Memory mapped I/O allows the CPU to control hardware by reading and writing specific memory addresses. Usually this would be used for low-bandwidth operations such as changing control bits.

DMA allows hardware to directly read and write memory without involving the CPU. Usually this would be used for high-bandwidth operations such as disk I/O or camera video input.

Greg Hewgill
+1  A: 

Memory-mapped IO means that the device registers are mapped into the machine's memory space - when those memory regions are read or written by the CPU, it's reading from or writing to the device, rather than real memory. To transfer data from the device to an actual memory buffer, the CPU has to read the data from the memory-mapped device registers and write it to the buffer (and the converse for transferring data to the device).

With a DMA transfer, the device is able to directly transfer data to or from a real memory buffer itself. The CPU tells the device the location of the buffer, and then can perform other work while the device is directly accessing memory.

caf
A: 

Since others have already answered the question, I'll just add a little bit of history.

Back in the old days, on x86 (PC) hardware, there was only I/O space and memory space.

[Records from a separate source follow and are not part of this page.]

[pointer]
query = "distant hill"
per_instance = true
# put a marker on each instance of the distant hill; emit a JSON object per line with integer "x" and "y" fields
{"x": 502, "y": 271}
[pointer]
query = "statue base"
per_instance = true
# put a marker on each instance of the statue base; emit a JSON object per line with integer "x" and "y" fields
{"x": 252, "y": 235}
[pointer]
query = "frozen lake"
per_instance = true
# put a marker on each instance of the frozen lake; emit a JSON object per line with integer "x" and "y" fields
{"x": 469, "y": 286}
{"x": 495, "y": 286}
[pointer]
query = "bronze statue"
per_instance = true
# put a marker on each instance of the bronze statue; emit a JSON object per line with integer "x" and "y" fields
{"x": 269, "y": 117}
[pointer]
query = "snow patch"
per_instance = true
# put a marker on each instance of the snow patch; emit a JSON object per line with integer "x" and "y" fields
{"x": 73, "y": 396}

These were two different address spaces, accessed with different bus protocol and different CPU instructions, but able to talk over the same plug-in card slot.

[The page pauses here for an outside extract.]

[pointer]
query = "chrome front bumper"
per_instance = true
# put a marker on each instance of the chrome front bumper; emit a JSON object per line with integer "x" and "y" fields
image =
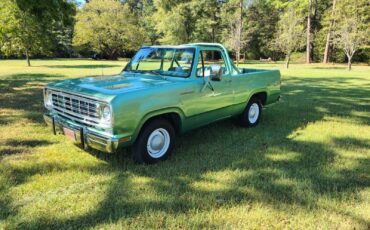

Most devices used I/O space for both the control interface and the bulk data-transfer interface. The simple way to access data was to execute lots of CPU instructions to transfer data one word at a time from an I/O address to a memory address (sometimes known as "bit-banging.")

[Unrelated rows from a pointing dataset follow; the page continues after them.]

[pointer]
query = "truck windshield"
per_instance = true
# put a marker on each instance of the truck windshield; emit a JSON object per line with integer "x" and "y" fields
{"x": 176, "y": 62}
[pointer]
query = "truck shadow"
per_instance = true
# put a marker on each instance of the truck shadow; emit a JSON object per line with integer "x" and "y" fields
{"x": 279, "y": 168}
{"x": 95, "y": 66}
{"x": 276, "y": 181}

In order to move data from devices to host memory autonomously, there was no support in the ISA bus protocol for devices to initiate transfers. A compromise solution was invented: the DMA controller. This was a piece of hardware that sat up by the CPU and initiated transfers to move data from a device's I/O address to memory, or vice versa. Because the I/O address is the same, the DMA controller is doing the exact same operations as a CPU would, but a little more efficiently and allowing some freedom to keep running in the background (though possibly not for long as it can't talk to memory).

Fast-forward to the days of PCI, and the bus protocols got a lot smarter: any device can initiate a transfer. So it's possible for, say, a RAID controller card to move any data it likes to or from the host at any time it likes. This is called "bus master" mode, but for no particular reason people continue to refer to this mode as "DMA" even though the old DMA controller is long gone. Unlike old DMA transfers, there is frequently no corresponding I/O address at all, and the bus master mode is frequently the only interface present on the device, with no CPU "bit-banging" mode at all.